Wednesday, May 29, 2013

A Very Simple Test of Chargaff's Second Rule

We know that for double-stranded DNA, the number of purines (A, G) will always equal the number of pyrimidines (T, C), because complementarity depends on A:T and G:C pairings. But do purines have to equal pyrimidines in single-stranded DNA? Chargaff's second parity rule says yes. Simple observation says no.

Suppose you have a couple thousand single-stranded DNA samples. All you have to do to see if Chargaff's second rule is correct is create a graph of A versus T, where each point represents the A and T (adenine and thymine) amounts in a particular DNA sample. If A = T (as predicted by Chargaff), the graph should look like a straight line with a slope of 1:1.

For fun, I grabbed the sequenced DNA genome of Clostridium botulinum A strain ATCC 19397 (available from the FASTA link on this page; be ready for a several-megabyte text dump), which contains coding sequences for 3552 genes of average length 442 bases each, and for each gene, I plotted the A content versus the T content.

A plot of thymine (T) versus adenine (A) content for all 3552 genes in C. botulinum coding regions. The greyed area represents areas where T/A > 1. Most genes fall in the white area where A/T > 1.
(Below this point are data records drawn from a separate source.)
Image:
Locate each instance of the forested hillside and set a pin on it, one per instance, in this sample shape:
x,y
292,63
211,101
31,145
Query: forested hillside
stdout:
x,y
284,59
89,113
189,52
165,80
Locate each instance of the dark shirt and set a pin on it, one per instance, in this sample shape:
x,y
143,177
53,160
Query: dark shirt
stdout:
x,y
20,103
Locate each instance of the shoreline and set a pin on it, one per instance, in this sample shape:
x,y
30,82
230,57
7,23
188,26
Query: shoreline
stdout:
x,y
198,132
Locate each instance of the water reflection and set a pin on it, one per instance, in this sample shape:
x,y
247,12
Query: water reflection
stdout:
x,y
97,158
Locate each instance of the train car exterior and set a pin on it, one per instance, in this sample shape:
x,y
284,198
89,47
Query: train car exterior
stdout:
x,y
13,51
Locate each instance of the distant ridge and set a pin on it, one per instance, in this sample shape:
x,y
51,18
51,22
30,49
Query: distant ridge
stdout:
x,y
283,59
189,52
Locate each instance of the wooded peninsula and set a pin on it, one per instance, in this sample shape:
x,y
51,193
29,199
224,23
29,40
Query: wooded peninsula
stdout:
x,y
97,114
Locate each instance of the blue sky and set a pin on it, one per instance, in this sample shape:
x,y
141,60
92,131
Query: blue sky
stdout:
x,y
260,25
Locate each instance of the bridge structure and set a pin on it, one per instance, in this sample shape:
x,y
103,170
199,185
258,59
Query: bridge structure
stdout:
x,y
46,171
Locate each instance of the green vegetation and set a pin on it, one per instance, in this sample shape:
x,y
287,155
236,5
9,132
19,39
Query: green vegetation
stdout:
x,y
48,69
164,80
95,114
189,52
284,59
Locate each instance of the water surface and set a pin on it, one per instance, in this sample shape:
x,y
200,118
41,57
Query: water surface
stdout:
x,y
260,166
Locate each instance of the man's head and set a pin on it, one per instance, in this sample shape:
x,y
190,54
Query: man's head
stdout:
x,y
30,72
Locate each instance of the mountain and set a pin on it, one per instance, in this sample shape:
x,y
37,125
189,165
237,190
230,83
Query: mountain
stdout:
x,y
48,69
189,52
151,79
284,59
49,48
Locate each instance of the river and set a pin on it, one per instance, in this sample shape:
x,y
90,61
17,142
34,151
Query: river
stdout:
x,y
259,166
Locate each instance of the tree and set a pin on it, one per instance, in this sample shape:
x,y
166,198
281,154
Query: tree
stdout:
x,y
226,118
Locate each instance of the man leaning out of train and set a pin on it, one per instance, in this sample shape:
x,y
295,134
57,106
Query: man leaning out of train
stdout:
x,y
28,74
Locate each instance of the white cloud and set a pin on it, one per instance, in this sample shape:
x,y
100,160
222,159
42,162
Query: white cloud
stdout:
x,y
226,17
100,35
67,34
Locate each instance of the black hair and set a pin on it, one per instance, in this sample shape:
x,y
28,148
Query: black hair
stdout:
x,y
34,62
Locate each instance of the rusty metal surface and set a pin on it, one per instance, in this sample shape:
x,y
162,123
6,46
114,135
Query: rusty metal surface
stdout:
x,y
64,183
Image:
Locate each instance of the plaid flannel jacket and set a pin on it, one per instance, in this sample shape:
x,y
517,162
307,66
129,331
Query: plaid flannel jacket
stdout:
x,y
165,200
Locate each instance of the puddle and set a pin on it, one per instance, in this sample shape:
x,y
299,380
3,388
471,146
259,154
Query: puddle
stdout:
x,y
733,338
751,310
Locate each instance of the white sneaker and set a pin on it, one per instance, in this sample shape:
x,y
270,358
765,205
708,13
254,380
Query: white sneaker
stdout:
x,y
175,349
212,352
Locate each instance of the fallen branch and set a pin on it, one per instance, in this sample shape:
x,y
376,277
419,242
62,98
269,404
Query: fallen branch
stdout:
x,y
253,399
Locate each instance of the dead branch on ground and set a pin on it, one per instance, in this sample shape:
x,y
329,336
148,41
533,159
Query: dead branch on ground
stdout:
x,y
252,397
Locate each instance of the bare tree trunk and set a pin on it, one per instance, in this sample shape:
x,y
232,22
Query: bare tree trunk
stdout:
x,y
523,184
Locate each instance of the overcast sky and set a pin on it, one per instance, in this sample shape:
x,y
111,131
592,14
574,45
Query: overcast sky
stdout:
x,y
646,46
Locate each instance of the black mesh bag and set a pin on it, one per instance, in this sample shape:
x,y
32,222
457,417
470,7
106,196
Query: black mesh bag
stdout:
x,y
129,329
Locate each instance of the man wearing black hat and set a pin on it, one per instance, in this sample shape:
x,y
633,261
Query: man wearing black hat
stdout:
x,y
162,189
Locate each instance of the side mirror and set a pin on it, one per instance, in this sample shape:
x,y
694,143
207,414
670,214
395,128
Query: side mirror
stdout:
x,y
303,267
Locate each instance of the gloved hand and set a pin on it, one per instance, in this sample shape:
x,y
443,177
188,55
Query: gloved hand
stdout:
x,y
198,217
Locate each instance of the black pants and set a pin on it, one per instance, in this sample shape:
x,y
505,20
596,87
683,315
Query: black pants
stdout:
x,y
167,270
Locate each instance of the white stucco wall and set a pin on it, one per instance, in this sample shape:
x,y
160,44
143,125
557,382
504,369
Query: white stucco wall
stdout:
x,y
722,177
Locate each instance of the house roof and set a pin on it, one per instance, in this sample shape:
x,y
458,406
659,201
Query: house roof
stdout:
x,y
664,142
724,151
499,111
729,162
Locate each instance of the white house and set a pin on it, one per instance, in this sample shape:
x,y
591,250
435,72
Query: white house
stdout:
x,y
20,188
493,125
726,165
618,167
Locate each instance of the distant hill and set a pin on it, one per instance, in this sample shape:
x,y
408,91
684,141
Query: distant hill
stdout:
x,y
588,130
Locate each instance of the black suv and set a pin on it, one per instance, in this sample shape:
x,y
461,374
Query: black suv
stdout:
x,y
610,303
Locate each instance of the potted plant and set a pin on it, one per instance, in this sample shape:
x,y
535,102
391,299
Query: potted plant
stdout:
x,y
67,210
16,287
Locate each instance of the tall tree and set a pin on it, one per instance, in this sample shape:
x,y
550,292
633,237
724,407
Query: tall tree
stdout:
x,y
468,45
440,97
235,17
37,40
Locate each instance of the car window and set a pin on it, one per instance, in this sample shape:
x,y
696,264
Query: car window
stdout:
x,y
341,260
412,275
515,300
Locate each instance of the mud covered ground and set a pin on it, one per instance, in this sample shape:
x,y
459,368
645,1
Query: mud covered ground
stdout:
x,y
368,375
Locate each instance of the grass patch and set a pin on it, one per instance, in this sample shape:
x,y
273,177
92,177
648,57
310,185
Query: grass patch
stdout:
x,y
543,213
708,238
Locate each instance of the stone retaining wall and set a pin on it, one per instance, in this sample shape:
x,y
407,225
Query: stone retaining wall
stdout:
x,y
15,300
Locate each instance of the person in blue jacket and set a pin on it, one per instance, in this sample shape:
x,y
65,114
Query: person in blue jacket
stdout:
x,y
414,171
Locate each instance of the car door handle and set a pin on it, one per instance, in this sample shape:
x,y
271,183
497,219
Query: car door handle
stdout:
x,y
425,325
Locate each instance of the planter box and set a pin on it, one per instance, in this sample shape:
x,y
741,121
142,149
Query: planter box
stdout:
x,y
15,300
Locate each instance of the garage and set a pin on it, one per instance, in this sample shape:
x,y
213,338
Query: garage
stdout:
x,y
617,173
As you can see, the resulting cloud of points not only doesn't form a straight line of slope 1:1, it doesn't even cluster on the 45-degree line at all. The center of the cluster is well below the 45-degree line, and (this is the amazing part) the major axis of the cluster is almost at 90 degrees to the 45-degree line, indicating that the quantity A+T tends to be conserved.

A similar plot of G versus C (below) shows a somewhat different scatter pattern, but again notice that the centroid of the cluster is well off the 45-degree centerline. This means Chargaff's second rule doesn't hold (except for the few genes that randomly fell on the centerline).

A plot of cytosine (C) versus guanine (G) for all genes in all coding regions of C. botulinum. Again, notice that the points cluster well away from the 45-degree line (where they would have been expected to cluster, according to Chargaff).

The numbers of bases of each type in the botulinum genome are:
G: 577108
C: 358170
T: 977095
A: 1274032

Amazingly, there are 296,937 more adenines than thymines in the genome (here, I'm somewhat sloppily equating "genome" with combined coding regions). Likewise, excess guanines number 218,938. On average, each gene contains 73 excess purines (42 adenine and 31 guanine).

The above graphs are in no way unique to C. botulinum. If you do similar plots for other organisms, you'll see similar results, with excess purines being most numerous in organisms that have low G+C content. As explained in my earlier posts on this subject, the purine/pyrimidine ratio (for coding regions) tends to be high in low-GC organisms and low in high-GC organisms, a relationship that holds across all bacterial and eukaryotic domains.